As these two were returning to the principal's room the entrance-door opened and Millicent Merrislate burst breathlessly in.
"How splendid!" exclaimed Gertrude.
She had sent a special message to Milly, and Milly for a sight of her new mistress had got up and come to the office two hours earlier than her official time. Lilian was amazed and very pleased. She remembered that she had once spent at any rate one night of toil in perfect friendliness with the queer, flat, cattish Millicent; and now she insisted on Milly helping them to eat cakes in the sacred room. The scene was idyllic. A little later Lilian, having arranged the details of Gertrude's temporary removal to Montpelier Square, announced that she must go, on account of some important shopping. Gertrude, sternly watchful against undue fatigue for Lilian, raised her eyebrows at the mention of shopping, but Lilian reassured her. A taxi was fetched by the flapper-of-all-work, and, noticing then for the first time that the road repairs in the neighbourhood were all finished, and every trace of them vanished, Lilian gave the driver an address in Piccadilly. Several girls were watching her departure from the windows; her upward glance caught them in the act, and the heads disappeared sharply within.
"They are all working for me!" she thought with complacency, and could scarcely believe the wonderful thing.
V
Layette
The pride of her reception in Clifford Street wafted her easily up the somewhat austere stairs of the first floor establishment in Piccadilly. She had long been familiar with the face of the commissionaire, and the brass signs, of this mysterious shop, but never till the leading word attracted her eyes as she was driving from Montpelier Square to Clifford Street had it occurred to her what the word signified.

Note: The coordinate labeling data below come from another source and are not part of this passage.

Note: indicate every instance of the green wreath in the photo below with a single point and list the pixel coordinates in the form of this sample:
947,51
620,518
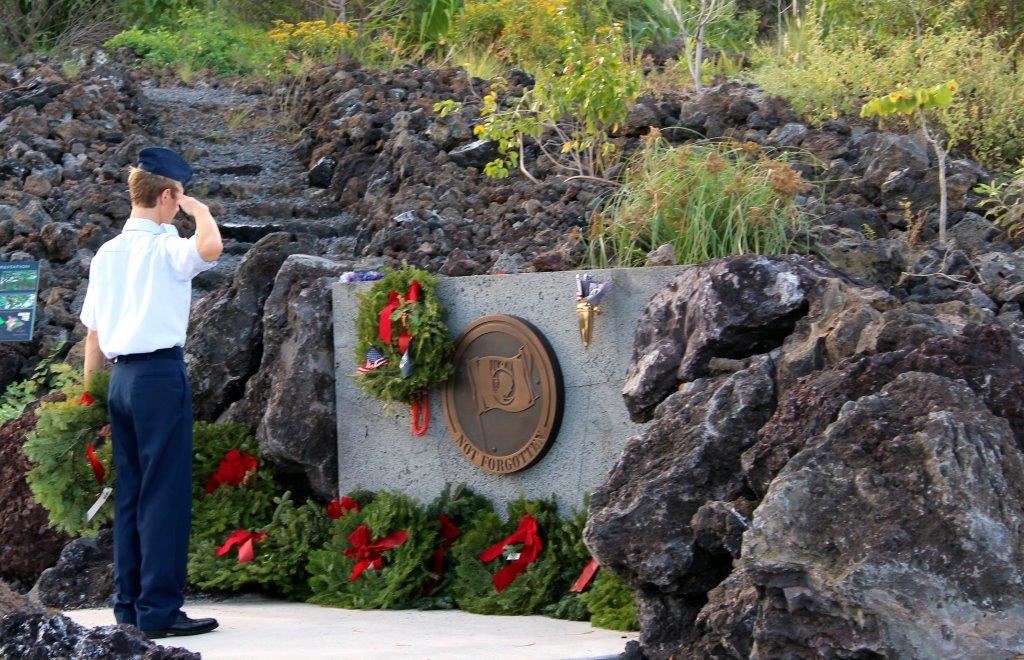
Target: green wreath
279,564
403,572
424,320
544,581
65,478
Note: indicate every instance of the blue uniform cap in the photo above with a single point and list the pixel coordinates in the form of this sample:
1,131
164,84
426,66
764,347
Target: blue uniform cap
157,160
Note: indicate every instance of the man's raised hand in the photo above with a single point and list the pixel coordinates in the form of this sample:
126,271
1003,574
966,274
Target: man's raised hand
192,206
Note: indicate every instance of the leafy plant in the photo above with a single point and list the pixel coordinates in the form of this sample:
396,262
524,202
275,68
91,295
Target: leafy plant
49,375
569,114
205,41
918,102
708,201
1004,203
279,564
823,79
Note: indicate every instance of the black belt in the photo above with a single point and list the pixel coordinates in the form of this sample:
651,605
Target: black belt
173,353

The deceiving staircase led to splendid rooms, indicating that the renown of the establishment could not be spurious. A bright and rosy young woman came smilingly forward and gave Lilian a chair. One other customer, a stout lady with her back to the world, was being served in a distant corner. A marvellous calm reigned, and the noise of Piccadilly seemed to beat vainly against the high, curtained windows.
"Layettes?" Lilian began questioningly, with a strange exultation. The aspect of the interior had revived her taste for luxury while giving it a new direction.
"Yes, madam."
The esoteric conversation was engaged. Lilian sat entranced by the fineness and the diminutiveness and the disconcerting elegance of the display ranged abroad for her on the glass counter. She was glad that through culpable sloth she had done absolutely nothing as yet with her own needle. It was the books from Dr. Samson that had aroused her to the need for action of some sort, for she had had no wise woman to murmur in her eager ear the traditions and the Spanish etiquette of centuries of civilized maternity.